Bloomberg cites two anonymous sources who say the NFC payment system will be ready in four months. It'll reportedly use special cash registers from Verifone, allowing users to pay by waving a phone instead of swiping a credit card. Google's Nexus S phone, which launched in December, is the first--and so far only--Android handset in the United States to include NFC capabilities. The company has been experimenting with NFC in Portland, Ore., but only for finding information on local businesses, not for making payments.
Earlier this week, another rumor suggested that Apple is no longer planning near-field communications for its next iPhone, as originally rumored. Reportedly, Apple isn't satisfied with existing NFC standards, and needs time to develop its own system.
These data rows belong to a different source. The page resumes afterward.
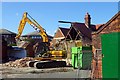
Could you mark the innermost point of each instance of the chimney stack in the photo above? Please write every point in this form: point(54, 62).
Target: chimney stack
point(87, 20)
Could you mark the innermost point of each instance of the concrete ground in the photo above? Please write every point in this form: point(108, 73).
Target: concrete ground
point(28, 72)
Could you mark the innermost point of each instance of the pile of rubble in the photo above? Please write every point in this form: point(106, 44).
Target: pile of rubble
point(19, 63)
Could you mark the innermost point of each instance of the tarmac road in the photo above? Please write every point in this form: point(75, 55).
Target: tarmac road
point(53, 73)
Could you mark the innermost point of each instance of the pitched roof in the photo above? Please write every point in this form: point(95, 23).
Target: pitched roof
point(5, 31)
point(64, 30)
point(105, 25)
point(83, 29)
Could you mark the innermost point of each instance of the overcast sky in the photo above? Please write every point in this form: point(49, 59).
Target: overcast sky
point(48, 14)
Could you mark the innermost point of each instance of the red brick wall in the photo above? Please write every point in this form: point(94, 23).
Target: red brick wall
point(114, 26)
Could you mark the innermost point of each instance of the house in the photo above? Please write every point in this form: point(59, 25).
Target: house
point(80, 34)
point(59, 38)
point(8, 36)
point(112, 26)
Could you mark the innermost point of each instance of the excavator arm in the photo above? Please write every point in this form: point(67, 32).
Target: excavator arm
point(34, 24)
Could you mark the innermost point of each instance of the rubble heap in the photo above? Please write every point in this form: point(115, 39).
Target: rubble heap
point(19, 63)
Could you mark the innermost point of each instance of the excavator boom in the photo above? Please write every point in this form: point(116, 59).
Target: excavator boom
point(34, 24)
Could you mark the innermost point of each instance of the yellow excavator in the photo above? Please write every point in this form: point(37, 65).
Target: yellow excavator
point(34, 24)
point(51, 55)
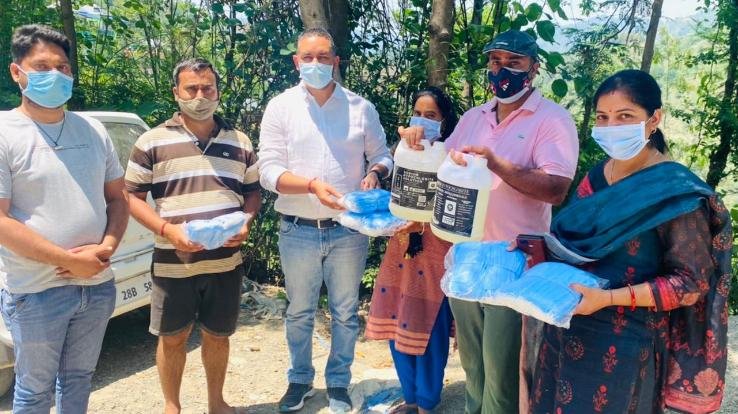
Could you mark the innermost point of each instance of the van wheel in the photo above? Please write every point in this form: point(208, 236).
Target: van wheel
point(7, 375)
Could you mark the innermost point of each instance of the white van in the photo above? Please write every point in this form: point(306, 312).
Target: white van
point(131, 263)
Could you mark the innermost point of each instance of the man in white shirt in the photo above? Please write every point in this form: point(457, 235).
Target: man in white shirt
point(316, 141)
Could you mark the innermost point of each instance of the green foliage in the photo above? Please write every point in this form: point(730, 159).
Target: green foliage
point(733, 296)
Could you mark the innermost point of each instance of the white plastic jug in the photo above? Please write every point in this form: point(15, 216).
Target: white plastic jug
point(462, 197)
point(414, 180)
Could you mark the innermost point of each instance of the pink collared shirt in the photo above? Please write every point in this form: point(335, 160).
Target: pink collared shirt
point(540, 134)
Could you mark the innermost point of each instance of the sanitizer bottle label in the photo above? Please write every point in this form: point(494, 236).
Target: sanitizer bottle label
point(413, 189)
point(454, 208)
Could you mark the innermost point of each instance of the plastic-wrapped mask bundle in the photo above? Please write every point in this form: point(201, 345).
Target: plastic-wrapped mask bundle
point(366, 201)
point(543, 292)
point(213, 233)
point(376, 224)
point(475, 271)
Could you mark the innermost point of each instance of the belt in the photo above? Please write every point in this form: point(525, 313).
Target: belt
point(317, 223)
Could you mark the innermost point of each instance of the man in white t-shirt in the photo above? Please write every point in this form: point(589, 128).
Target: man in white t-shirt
point(63, 211)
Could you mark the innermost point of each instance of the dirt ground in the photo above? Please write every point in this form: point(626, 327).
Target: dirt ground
point(126, 379)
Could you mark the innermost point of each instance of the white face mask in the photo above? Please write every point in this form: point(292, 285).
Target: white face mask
point(431, 127)
point(621, 142)
point(316, 75)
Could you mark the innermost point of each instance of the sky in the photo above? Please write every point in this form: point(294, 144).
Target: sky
point(671, 8)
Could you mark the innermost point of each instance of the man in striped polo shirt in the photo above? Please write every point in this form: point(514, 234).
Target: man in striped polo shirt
point(196, 166)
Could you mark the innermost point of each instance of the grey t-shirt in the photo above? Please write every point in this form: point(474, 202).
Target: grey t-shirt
point(57, 193)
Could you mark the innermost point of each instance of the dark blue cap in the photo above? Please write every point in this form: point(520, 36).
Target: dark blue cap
point(513, 41)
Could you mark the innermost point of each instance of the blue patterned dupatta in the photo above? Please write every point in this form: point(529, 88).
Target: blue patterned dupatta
point(602, 222)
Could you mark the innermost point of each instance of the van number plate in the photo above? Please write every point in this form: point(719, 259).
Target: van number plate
point(135, 289)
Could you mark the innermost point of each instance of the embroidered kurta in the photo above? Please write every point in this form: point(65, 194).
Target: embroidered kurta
point(622, 361)
point(407, 294)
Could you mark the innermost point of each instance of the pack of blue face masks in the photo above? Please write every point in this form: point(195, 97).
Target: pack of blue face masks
point(486, 272)
point(366, 201)
point(477, 270)
point(376, 224)
point(543, 292)
point(213, 233)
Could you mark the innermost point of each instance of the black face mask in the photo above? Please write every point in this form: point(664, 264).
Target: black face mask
point(509, 85)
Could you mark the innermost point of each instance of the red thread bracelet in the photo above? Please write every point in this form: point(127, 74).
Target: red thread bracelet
point(311, 183)
point(632, 298)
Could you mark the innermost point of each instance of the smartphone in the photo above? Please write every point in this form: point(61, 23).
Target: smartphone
point(534, 246)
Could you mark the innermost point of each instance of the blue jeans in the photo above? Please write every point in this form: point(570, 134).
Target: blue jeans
point(311, 256)
point(57, 335)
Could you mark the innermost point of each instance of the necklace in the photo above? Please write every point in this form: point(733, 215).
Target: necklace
point(56, 146)
point(646, 163)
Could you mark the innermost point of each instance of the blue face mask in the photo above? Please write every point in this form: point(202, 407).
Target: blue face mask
point(431, 128)
point(509, 85)
point(50, 89)
point(621, 142)
point(316, 75)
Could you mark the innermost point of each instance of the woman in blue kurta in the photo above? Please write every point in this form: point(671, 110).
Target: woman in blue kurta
point(662, 238)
Meanwhile, AT&T and Verizon are backing a separate system called ISIS, which would rely on Discover Financial Systems to handle payments and will start testing later this year.
All these murmurs point to a big NFC clash later this year or in 2012. There are going to be a lot of competing systems, possibly requiring their own payment terminals. As I've said before, credit cards have the benefit of using a single card reader at retail no matter who's providing the credit. NFC is going to be fringe technology unless all competing systems can work on a single payment kiosk.
In other words, don't expect 2011 to be the year of near-field communications. Even 2012 might be a stretch. But if Google really is laying the NFC groundwork for its blooming smartphone platform, the digital wallet is starting to look a little more realistic.